The trial court properly sustained the demurrer to the petition as amended.
No. 15652. JANUARY 8, 1947.
The allegations of the petition are sufficiently stated in
Wright v.
Conner,
200 Ga. 413 (
37 S.E.2d 353), where this court reversed the judgment of the lower court. Upon the return of the case to the lower court, and before the judgment of this court was made the judgment of the trial court, the plaintiffs amended their action for forfeiture of the life estate of the defendant so as to strike from their petition all allegations as to those lands (including alleged timber cut thereon) which the defendant would take in fee in case of her remarriage. The purpose of this amendment was to meet the ruling of this court in division 2 of the opinion in
Wright v.
Conner, supra. The plaintiffs further amended by adding allegations "that it was not necessary that she [defendant] so encroach on the corpus of said estate to make her comfortable, but at all times she had sufficient income from said estate to make her comfortable without so encroaching thereon." This amendment appears to have been made to meet the ruling in division 4 of
Wright v.
Conner, supra. Demurrers to the petition as thus amended were renewed and sustained, and the plaintiffs excepted.

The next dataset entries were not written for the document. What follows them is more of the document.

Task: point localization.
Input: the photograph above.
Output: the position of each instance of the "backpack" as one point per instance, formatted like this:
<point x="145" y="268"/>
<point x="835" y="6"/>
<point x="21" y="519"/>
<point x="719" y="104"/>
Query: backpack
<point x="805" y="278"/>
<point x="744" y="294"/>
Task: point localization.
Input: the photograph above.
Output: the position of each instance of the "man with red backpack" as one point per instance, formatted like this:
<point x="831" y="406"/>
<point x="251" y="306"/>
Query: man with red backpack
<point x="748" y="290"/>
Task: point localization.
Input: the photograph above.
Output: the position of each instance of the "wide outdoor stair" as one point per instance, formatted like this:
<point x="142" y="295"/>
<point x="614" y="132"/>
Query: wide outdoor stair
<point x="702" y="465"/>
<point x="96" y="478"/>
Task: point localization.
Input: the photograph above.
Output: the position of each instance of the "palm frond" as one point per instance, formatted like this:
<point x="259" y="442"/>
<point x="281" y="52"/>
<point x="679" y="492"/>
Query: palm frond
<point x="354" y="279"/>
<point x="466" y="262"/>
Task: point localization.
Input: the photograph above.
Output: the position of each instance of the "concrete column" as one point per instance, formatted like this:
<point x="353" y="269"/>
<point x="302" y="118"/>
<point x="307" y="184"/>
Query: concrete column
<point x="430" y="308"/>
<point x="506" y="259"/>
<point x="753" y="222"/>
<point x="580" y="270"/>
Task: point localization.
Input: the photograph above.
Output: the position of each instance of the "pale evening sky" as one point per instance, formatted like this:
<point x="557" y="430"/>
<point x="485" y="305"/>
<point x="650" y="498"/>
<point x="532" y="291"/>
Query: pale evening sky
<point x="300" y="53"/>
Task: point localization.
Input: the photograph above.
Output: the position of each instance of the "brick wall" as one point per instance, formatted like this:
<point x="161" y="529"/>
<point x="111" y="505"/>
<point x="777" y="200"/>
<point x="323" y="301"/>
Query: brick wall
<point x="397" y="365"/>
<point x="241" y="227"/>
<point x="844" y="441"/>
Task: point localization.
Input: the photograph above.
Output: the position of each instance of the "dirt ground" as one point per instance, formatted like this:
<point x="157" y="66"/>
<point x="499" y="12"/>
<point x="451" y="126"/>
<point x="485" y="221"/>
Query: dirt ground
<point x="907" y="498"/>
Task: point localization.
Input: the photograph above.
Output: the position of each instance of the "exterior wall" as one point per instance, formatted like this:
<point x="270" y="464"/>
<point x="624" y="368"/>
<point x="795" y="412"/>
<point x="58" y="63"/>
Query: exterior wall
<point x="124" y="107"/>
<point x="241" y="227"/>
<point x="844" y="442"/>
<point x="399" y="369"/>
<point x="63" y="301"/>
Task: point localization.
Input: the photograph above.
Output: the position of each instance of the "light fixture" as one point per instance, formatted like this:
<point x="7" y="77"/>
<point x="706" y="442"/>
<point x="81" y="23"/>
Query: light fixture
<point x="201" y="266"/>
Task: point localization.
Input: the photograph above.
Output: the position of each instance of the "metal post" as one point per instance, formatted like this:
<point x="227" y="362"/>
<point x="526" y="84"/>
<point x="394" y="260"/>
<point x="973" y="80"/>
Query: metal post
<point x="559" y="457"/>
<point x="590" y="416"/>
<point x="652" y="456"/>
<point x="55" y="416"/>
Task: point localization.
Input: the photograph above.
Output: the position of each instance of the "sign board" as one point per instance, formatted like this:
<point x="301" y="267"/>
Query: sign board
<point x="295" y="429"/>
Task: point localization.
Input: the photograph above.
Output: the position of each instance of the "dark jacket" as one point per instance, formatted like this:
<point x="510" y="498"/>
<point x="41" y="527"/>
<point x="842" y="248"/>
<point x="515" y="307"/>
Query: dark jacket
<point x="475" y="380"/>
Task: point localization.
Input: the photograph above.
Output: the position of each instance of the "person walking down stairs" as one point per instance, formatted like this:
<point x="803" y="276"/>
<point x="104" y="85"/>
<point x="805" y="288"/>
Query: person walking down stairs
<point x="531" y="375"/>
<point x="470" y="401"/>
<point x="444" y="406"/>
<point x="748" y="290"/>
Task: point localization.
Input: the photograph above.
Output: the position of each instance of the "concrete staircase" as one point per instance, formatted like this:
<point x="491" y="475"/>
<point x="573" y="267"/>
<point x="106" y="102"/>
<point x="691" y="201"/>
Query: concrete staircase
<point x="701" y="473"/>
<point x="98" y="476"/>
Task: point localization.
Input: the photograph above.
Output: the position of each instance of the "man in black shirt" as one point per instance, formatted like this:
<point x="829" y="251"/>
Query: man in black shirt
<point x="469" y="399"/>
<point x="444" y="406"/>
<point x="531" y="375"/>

Assuming, but not deciding, that the amendments may have been sufficient to meet the rulings of this court as to divisions 2 and 4 of the opinion in
Wright v.
Conner,
200 Ga. 413, the petition was fatally defective under the rulings made in division 3. The amendment did
not purport to enlarge upon the alleged acts of omission as set forth in the original petition, and which were held, in division 5 of the opinion in
Wright v.
Conner, supra, to be insufficient to authorize a forfeiture of the life-tenant's estate. The petition as finally amended must proceed, if at all, on waste alleged, the cutting of timber. In division 3 of the court's previous rulings, it was held that the demurrer, setting up a bar to the action as contravening the period of limitations as to the alleged acts of waste, was good and should have been sustained. This ruling became the law of the case.
Sanderlin v.
Sanderlin,
27 Ga. 334;
Allen v.
Schweigert,
113 Ga. 69
(
38 S.E. 397);
W. A. R. Co. v.
Third Nat. Bank of Atlanta,
125 Ga. 489 (
54 S.E. 621);
Rivers v.
Brown,
200 Ga. 49
(
36 S.E.2d 429). It follows that the trial court properly sustained the demurrers to the petition as amended.
Judgment affirmed. All the Justices concur.